Monday, March 29, 2010

Smugless smoking

Having spent the last couple of days trapped indoors by the incessant dankness of the British weather, I’m starting to understand how people could use seasonal affective disorder as an excuse for a cathartic killing spree. For over a week now, I have travelled to three different parts of the country and in each have been met with unremitting, pissing weather where the day before it was sunny. Within minutes of leaving each place, we have been gleefully informed that the sun has returned, which has me suspecting that this has gone beyond the point of coincidence and that there is indeed some higher power, whose sole, untiring focus is on driving me to insanity. Being based back at my family’s home doesn’t help much. The first hour or so is all home cooked meals and lovingly made cups of tea, but pretty soon the walls are closing in. Eventually there will be a demand for me to perform some form of excessive manual labor like moving my shoes and I’ll be twitching for the high calibre rifle.

Certainly it’s given me time to reflect on the differences between the two countries. The most striking it seems to me, except, clearly from the great big fucking mountains everywhere, is the smoking ban in UK pubs and restaurants. In Switzerland, it’s legislated that all nationals must start smoking at the point of being umbilically separated from their mothers. This is reflected in the industrial levels of smoke that are emitted in pubs and restaurants. I’m not, for a change, complaining about this. It’s allowed me to claim I’ve given up, when in reality I’m simply feeding my pangs with the astronomical levels of nicotine and tar, hanging in the air like an oil slick. Back in the UK, I don’t have this luxury, unless I hang around grotty local pubs demanding that the semi-feral alcoholics smoking outside breathe directly into my open mouth. And even then you are eventually asked to move on.

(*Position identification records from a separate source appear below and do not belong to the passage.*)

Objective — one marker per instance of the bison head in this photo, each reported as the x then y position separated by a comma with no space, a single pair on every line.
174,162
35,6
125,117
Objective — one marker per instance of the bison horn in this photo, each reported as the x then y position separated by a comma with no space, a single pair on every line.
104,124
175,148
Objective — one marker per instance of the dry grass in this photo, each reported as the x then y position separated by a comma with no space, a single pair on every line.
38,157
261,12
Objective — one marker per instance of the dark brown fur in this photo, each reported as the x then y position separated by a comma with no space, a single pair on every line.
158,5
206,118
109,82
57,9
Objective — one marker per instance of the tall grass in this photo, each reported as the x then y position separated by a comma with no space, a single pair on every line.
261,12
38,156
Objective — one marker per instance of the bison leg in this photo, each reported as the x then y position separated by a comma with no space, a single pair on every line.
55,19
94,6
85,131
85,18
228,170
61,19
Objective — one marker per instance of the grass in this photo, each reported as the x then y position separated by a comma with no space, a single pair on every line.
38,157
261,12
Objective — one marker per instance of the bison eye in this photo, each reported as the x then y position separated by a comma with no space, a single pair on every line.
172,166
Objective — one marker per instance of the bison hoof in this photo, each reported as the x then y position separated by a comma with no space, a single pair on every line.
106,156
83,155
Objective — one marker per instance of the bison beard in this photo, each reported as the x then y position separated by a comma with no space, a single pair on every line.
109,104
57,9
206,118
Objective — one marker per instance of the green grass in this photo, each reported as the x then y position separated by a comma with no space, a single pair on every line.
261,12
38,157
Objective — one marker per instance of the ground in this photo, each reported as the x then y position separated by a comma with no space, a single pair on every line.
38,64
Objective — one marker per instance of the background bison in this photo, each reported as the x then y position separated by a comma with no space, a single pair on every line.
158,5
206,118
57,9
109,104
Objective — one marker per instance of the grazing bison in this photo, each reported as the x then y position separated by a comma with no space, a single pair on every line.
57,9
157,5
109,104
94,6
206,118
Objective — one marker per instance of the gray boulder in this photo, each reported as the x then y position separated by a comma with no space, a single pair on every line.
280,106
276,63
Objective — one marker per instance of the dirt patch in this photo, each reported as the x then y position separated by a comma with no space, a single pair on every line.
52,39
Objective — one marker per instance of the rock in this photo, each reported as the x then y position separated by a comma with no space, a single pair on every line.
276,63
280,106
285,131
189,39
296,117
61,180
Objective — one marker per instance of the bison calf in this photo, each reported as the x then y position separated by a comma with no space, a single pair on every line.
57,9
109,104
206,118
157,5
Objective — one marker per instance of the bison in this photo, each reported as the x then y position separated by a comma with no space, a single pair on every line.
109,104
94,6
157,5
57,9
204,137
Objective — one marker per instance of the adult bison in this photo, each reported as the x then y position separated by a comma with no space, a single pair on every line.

I do prefer the situation in the UK in general though, and applaud the recent decision to move the same way in Zurich. Though I can’t claim to have my finger on the pulse on the local populace, I am yet to witness the screeching levels of protest about civil liberties and promises of an armed up rise which greeted the move in many parts of Britain. Though I’d take the Swiss far more seriously if I ever heard them threaten such a thing than ever I would the Daily Mail brigade of paranoid mentalists, I suspect we will all look back and wonder how it was ever allowed in the first place. And on that note, I’m heading back to my pedestal of purity and innocence, to wallow in the warming glow of self-righteousness that ex-smokers secrete through every pore.